Casualties and losses
- 3 killed: 100+ killed

= Operation Hammer (Afghanistan) =

2007 Coalition operation during the War in Afghanistan

Operation Hammer was a British-led NATO operation in the southern Helmand province of Afghanistan. The Task Force level offensive, codenamed 'Chakush' or 'Hammer', began in the early hours of July 24, 2007 in the area between Hyderabad and Mirmandab, north-east of Gereshk. The operation continued the momentum towards expelling Taliban forces from areas of the Upper Gereshk Valley in Helmand province.

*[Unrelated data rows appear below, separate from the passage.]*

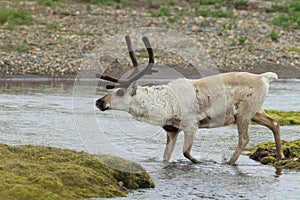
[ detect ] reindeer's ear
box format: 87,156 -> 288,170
130,82 -> 137,97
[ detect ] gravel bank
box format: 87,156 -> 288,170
0,0 -> 300,79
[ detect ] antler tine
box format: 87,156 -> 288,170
116,36 -> 154,87
96,36 -> 154,89
125,35 -> 138,67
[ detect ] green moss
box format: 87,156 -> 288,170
266,110 -> 300,126
0,144 -> 154,199
245,139 -> 300,169
0,9 -> 33,29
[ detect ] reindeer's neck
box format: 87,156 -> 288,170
129,85 -> 180,126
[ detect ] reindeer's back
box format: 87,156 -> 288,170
189,72 -> 271,121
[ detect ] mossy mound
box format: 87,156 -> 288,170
266,110 -> 300,126
0,144 -> 154,200
245,139 -> 300,169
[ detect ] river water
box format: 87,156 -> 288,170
0,80 -> 300,199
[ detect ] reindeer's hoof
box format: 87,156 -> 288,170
190,158 -> 200,163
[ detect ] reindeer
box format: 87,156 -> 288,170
96,36 -> 284,165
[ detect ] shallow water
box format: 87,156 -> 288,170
0,80 -> 300,199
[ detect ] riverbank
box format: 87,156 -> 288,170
0,0 -> 300,78
0,144 -> 154,200
247,139 -> 300,170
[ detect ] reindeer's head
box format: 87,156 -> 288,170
96,36 -> 156,111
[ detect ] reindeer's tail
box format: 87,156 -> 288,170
260,72 -> 278,83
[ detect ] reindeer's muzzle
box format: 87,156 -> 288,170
96,99 -> 109,111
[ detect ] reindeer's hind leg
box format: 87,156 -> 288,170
252,109 -> 284,161
163,131 -> 179,163
229,116 -> 250,165
183,130 -> 199,163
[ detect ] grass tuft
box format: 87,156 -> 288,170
0,144 -> 154,200
0,9 -> 33,30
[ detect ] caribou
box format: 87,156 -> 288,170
96,36 -> 284,165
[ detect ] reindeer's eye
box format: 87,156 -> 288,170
116,89 -> 125,97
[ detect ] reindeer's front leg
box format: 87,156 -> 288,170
163,131 -> 179,163
183,130 -> 199,163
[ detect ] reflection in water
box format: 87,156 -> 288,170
0,80 -> 300,199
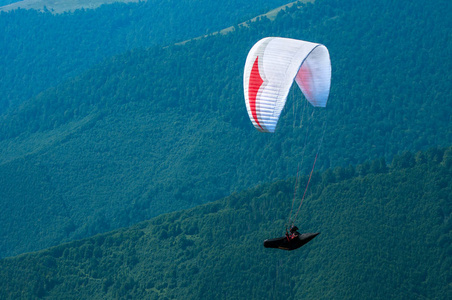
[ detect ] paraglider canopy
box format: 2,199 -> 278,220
243,37 -> 331,132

A total of 1,500 ISAF and 500 ANSF personnel took part in the operation. Most of the 1,500 NATO forces were British, mainly drawn from The Light Dragoons, The First Battalion No 2 Company Grenadier Guards – who were providing operational mentoring to Afghan National Army troops (from 2nd Kandak 3rd Brigade 205th Corps), the (12 Mechanized) Brigade Reconnaissance Force, 26 Regiment Royal Engineers, 19th Regiment Royal Artillery, the Theatre Supports Group who consisted of The 1st Battalion The Royal Welsh who provided tremendous support of fire with their FSG Group, No 3 (Fighting) Company Grenadier Guards (under the command of 1st Battalion The Royal Anglian Regiment (The Vikings)), the Joint Force EOD group as well as troops from Estonia, Denmark and the US. ISAF helicopters and aircraft provided support to ground troops.

During the initial stages of the operation, ISAF and Afghan National Security Forces advanced to secure a strategic bridge crossing over the Nahr-e-Seraj canal, clearing and searching compounds, before military engineers from 26 Engineer Regiment established a joint forward operating base.

By early November operations ended with Coalition troops establishing a firm frontline south of the Helmand river and were preparing for an attack towards Musa Qalah, which had been under Taliban control for eight months.